While the much talked about Covid-19 cess didn’t make its way into the Budget, keeping the tax rates unchanged despite a fiscal deficit was a welcome surprise. The government did announce a few measures to simplify taxation such as pre-filling of capital gains in the income tax return, return filing exemption for senior citizens above 75 years of age, and simplified advance tax payments on dividends.
So, what are the misses in Budget 2021? For starters, a detailed funding allocation and road map for bank recapitalisation is still awaited. The Budget also missed an important opportunity to fund the Digital India drive, notably digitisation of MSMEs and data localisation measures.
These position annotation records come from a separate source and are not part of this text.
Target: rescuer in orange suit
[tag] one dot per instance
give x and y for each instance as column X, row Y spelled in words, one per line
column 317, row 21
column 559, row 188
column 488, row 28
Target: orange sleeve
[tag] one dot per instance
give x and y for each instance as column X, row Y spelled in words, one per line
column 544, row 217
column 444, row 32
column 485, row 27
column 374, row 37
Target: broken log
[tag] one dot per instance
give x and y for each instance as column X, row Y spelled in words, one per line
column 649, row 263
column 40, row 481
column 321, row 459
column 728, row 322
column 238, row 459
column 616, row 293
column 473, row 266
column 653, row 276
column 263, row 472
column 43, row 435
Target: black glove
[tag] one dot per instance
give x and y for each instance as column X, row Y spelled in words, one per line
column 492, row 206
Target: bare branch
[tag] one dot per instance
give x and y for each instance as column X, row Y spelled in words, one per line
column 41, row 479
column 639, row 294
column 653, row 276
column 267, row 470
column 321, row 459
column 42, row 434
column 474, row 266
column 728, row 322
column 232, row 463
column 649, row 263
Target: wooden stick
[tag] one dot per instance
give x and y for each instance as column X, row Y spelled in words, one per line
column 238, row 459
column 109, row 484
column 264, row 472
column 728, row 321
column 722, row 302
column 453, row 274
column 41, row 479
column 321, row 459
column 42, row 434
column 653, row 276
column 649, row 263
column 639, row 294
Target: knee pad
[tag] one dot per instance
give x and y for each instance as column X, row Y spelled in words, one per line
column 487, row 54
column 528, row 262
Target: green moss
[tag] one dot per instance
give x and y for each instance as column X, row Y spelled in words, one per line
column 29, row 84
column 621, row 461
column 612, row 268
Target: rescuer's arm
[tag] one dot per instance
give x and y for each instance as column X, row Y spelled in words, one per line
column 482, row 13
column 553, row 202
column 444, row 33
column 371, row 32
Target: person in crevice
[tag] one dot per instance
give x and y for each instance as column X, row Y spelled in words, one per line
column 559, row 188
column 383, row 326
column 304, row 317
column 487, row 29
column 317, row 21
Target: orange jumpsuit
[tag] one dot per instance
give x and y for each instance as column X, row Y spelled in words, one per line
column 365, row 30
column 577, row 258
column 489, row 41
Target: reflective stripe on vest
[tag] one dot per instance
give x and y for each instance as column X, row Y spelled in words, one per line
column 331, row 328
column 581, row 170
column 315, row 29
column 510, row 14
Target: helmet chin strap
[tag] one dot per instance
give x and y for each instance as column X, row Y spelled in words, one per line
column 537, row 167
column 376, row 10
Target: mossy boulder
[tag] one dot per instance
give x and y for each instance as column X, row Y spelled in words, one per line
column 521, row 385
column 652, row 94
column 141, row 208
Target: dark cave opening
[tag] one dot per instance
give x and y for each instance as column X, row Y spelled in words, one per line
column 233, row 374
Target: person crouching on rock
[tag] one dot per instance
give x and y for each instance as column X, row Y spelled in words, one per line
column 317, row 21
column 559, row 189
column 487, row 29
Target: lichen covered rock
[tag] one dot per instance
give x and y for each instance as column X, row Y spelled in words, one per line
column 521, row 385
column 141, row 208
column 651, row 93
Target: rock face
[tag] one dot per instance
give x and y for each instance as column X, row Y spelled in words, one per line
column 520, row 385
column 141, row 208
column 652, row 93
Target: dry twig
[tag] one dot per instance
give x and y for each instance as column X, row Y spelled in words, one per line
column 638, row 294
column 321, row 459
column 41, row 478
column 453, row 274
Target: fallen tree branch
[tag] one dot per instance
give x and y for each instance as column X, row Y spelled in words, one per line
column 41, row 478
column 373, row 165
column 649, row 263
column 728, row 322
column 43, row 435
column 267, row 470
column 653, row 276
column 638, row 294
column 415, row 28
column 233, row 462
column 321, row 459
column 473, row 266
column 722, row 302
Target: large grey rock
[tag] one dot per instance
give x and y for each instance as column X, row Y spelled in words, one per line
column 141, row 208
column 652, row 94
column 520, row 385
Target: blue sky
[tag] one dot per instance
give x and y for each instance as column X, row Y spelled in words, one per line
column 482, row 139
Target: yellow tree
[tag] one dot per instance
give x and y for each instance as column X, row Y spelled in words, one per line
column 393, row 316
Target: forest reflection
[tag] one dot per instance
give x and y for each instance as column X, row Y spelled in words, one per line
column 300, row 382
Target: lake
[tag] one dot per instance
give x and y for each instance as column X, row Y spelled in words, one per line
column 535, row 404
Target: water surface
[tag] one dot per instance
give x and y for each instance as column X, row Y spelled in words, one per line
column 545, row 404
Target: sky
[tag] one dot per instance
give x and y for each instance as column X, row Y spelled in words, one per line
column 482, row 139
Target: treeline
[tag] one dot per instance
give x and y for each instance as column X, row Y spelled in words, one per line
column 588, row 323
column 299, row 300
A focussed funding of futuristic technologies such as artificial intelligence, blockchain-based tracing, and quantum computing could have strengthened India’s international position and made its supply chain and manufacturing globally competitive. Startups are a significant determinant of India’s growth and the mere extension of the tax holiday by a year and scrapping the requirement for a GST audit aren’t enough to catalyse this sector. To kick-start investments, the government could become an anchor customer for piloting new technologies and drive technology adoption in MSMEs by providing seamless funding through the Small Industries Development Bank of India. The journey towards direct and indirect tax simplification seems to have slowed and there’s still a long way to making India’s tax system comparable and competitive with that of other emerging economies, particularly our ASEAN neighbours.
In summary, the government clearly took advantage of the fact that India has one of the lowest debt-to-GDP ratios and leveraged the fiscal reprieve provided by the V-shaped recovery to refocus on asset creation and private capital attraction in infrastructure, healthcare, banking, automotive, and power. Since the first wave of big reforms in the 1990s, India’s economy has proceeded in fits and starts. This Budget finally marks a renewed resolve to take the big steps needed to create a fast-growing, vibrant economy.
Views are personal. The author is managing partner & CEO, Arthur D. Little, India and South Asia. With inputs from Utsav Patodia, business analyst, Arthur D. Little.